Dans l’arrêt de la Cour d’appel de PARIS, par courrier du 18 janvier 2018, la salariée a été convoquée à un entretien préalable de licenciement pour motif économique fixé au 29 janvier 2018. Le 07 février 2018, elle a accepté le contrat de sécurisation professionnelle.
Or, le juge d’appel note que le courrier de convocation à entretien préalable précisait que :
« Pour votre parfaite information, nous vous précisons d'ors et déjà que nous envisageons de supprimer votre poste de Directrice de la Fabrication, et ce, à cause des difficultés économiques rencontrées par notre Société.
En effet, il apparaît que pour l'exercice 2017 notre société devra supporter un déficit de plus de 90 000 euros .
De surcroît, nos perspectives économiques apparaissent, à ce jour, particulièrement préoccupantes. »
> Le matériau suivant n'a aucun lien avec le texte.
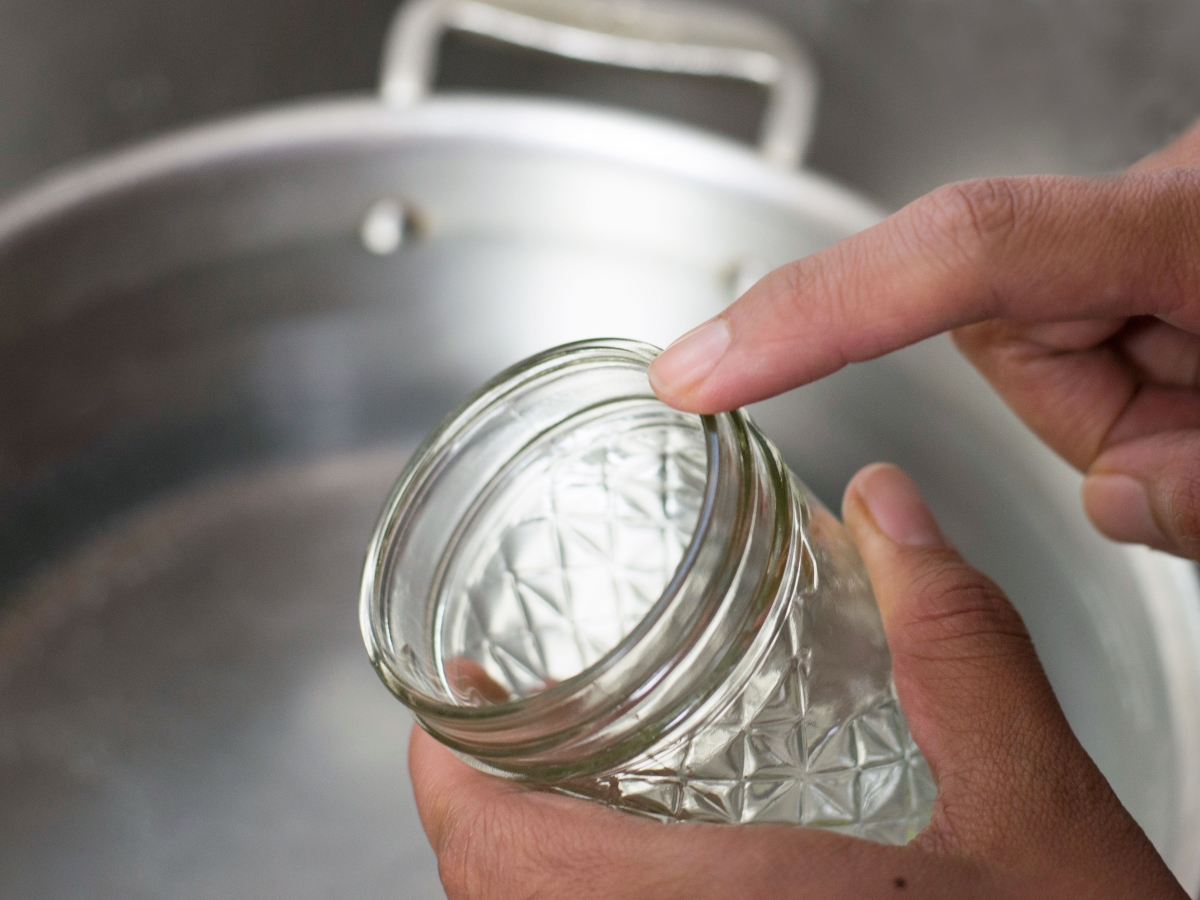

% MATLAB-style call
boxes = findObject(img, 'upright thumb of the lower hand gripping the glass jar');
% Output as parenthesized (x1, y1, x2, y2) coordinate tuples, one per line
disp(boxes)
(844, 464, 1153, 871)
Ainsi, au regard des termes de cette lettre de convocation, la salariée a bien été informée des motifs économiques de son licenciement antérieurement à son acceptation du contrat de sécurisation professionnelle.
Dès lors, son licenciement est parfaitement régulier.
La situation est différente dans l’arrêt de la Cour d’appel de ROUEN. Au cas d’espèce, le 11 janvier 2019, la salariée a été convoquée à un entretien préalable à une éventuelle mesure de licenciement pour motif économique, lequel a été fixé au 24 janvier suivant. Le 08 février 2019, elle a, finalement, accepté le contrat de sécurisation professionnelle.
Or, ici, l’employeur soutenait avoir remis à la salariée, lors de l’entretien préalable, un courrier exposant les motifs du licenciement.
Cependant, la Cour d’appel constate que ledit document ne porte aucune mention manuscrite, ni signature de la salariée, à la différence du courrier portant proposition de reclassement remis le jour de l'entretien préalable et mentionnant, de manière manuscrite, la remise en mains propres, la date et la signature de la salariée.
Dès lors, pour la Cour, l'employeur n'avait pas satisfait à l'exigence d'information concernant le motif de la rupture, rendant de facto le licenciement prononcé abusif.
Maître Florent LABRUGERE
Avocat au Barreau de LYON
https://www.labrugere-avocat-lyon.fr/
N.B : On ne sait pas, au jour de la rédaction de ce billet, si l’arrêt est définitif et n’a pas fait l’objet d’un pourvoi en cassation.